OK, but what about the performance? Since RWKV an RNN, it is natural to think that it can’t perform as well as a transformer on benchmarks. Also, this just sounds like linear attention. None of the many previous linear time attention transformer architectures (like “Linformer”, “Nystromformer”, “Longformer”, “Performer”) seemed to take off.


Well, RWKV seems to scale as well as SOTA transformers. At least up to 14 billion parameters.


RWKV is an open source community project. Join the Discord and contribute (or ask questions or whatever).

Cost estimates for Large Language Models

When looking at RWKV 14B (14 billion parameters), it is easy to ask what happens when we scale to 175B like GPT-3. However, training a 175B model is expensive. Calculating the approximate training cost of a transformer-like architecture is actually straightforward.
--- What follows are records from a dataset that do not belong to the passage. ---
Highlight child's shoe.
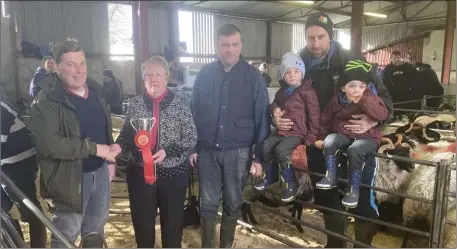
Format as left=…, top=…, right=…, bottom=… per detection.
left=316, top=155, right=337, bottom=189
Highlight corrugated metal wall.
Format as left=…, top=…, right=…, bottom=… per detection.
left=192, top=12, right=215, bottom=63
left=292, top=24, right=306, bottom=52
left=364, top=37, right=424, bottom=68
left=265, top=23, right=293, bottom=57
left=148, top=8, right=170, bottom=54
left=16, top=1, right=109, bottom=53
left=214, top=16, right=267, bottom=57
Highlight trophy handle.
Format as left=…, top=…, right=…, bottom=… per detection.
left=130, top=119, right=138, bottom=132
The bottleneck for training is essentially multiplying by all the parameters, and then adding that together, for each input token. With automatic differentiation, we can calculate the gradient with about another 2x that, for a total of 6 FLOPs per parameter per token. So a 14B model trained on 300 billion tokens takes about \(14B \times 300B \times 6 = 2.5 \times 10^{22}\) FLOPs. We use A100 GPUs for training. Using 16-bit floating point numbers, an A100 can theoretically do up to 312 TFLOPS, or about \(1.1\times 10^{18}\) FLOPs per hour. So we theoretically need at least 22 436 hours of A100 time to train. In practice, RWKV 14B was trained on 64 A100s in parallel, sacrificing a bit of performance for various reasons. RWKV 14B took about 3 months \(\approx 140\ 160\) A100 hours to train, thus achieving about 20% theoretical efficiency (since it took about 5x longer than the theoretical minimum). Recent versions can train RWKV 14B at around 50% theoretical efficency.

As a rough price estimate, at the time of writing, the cheapest A100 cost at was $0.79/h. Training the original 14B RWKV there would hence cost around $100k, but with the recent training code improvements we could reduce this to $40k. In practice, there are other considerations like ease of use, timeouts, multi-gpu communication speed, etc. Thus, one might want more high-end options like AWS at $4.096/h. RWKV was trained on compute donated by Stability and EleutherAI.
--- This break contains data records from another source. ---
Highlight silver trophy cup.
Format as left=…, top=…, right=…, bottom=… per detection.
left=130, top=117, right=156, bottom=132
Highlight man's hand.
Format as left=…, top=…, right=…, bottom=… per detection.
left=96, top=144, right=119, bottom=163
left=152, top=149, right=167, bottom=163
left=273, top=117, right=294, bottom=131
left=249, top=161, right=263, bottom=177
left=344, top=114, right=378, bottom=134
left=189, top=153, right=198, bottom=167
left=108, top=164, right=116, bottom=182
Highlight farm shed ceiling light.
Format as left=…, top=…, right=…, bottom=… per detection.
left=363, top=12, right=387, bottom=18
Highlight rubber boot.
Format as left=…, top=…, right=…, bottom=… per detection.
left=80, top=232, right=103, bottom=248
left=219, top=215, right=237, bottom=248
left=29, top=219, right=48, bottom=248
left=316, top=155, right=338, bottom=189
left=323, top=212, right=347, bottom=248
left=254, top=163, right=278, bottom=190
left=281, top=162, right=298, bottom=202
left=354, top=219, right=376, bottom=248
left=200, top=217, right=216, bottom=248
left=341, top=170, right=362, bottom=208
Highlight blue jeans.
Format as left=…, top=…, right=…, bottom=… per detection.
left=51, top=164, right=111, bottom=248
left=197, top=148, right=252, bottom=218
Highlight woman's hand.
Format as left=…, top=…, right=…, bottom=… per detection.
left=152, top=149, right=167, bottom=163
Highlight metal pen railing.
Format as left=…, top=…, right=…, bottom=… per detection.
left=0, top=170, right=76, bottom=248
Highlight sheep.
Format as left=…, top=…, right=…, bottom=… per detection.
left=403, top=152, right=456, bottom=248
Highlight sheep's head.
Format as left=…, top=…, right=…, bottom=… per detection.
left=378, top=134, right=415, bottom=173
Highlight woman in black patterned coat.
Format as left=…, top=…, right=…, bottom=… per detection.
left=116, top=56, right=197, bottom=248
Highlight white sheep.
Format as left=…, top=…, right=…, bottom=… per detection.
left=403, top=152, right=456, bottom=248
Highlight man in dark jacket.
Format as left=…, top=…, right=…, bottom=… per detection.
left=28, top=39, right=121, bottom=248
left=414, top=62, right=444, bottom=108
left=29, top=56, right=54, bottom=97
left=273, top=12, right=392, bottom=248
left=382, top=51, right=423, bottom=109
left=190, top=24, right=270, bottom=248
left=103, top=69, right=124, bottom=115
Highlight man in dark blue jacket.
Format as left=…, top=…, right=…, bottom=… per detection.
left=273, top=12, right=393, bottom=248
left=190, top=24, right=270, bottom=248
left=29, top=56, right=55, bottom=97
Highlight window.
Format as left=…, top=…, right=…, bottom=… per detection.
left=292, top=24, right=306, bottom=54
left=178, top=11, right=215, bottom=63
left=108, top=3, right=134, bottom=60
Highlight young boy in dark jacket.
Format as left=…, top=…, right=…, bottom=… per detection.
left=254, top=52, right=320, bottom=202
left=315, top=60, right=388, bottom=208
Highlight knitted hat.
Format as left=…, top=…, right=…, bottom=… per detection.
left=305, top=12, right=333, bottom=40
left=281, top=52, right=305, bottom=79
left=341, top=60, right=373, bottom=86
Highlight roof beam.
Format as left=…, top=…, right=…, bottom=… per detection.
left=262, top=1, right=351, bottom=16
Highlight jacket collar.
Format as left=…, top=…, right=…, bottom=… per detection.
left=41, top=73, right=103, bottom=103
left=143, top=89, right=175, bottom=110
Now you can imagine that training 10x more parameters and 10x more data will cost 100x more, making it prohibitively expensive.


  1. Before using a language model on a text, we tokenize the text into tokens. Intuitively speaking, a token is basically a word. In practice, a tokenizer might split words into multiple tokens, has to handle special characters and punctuation, and employ some tricks like adding a token for “end of text”. The 14B RWKV model uses 50277 different tokens.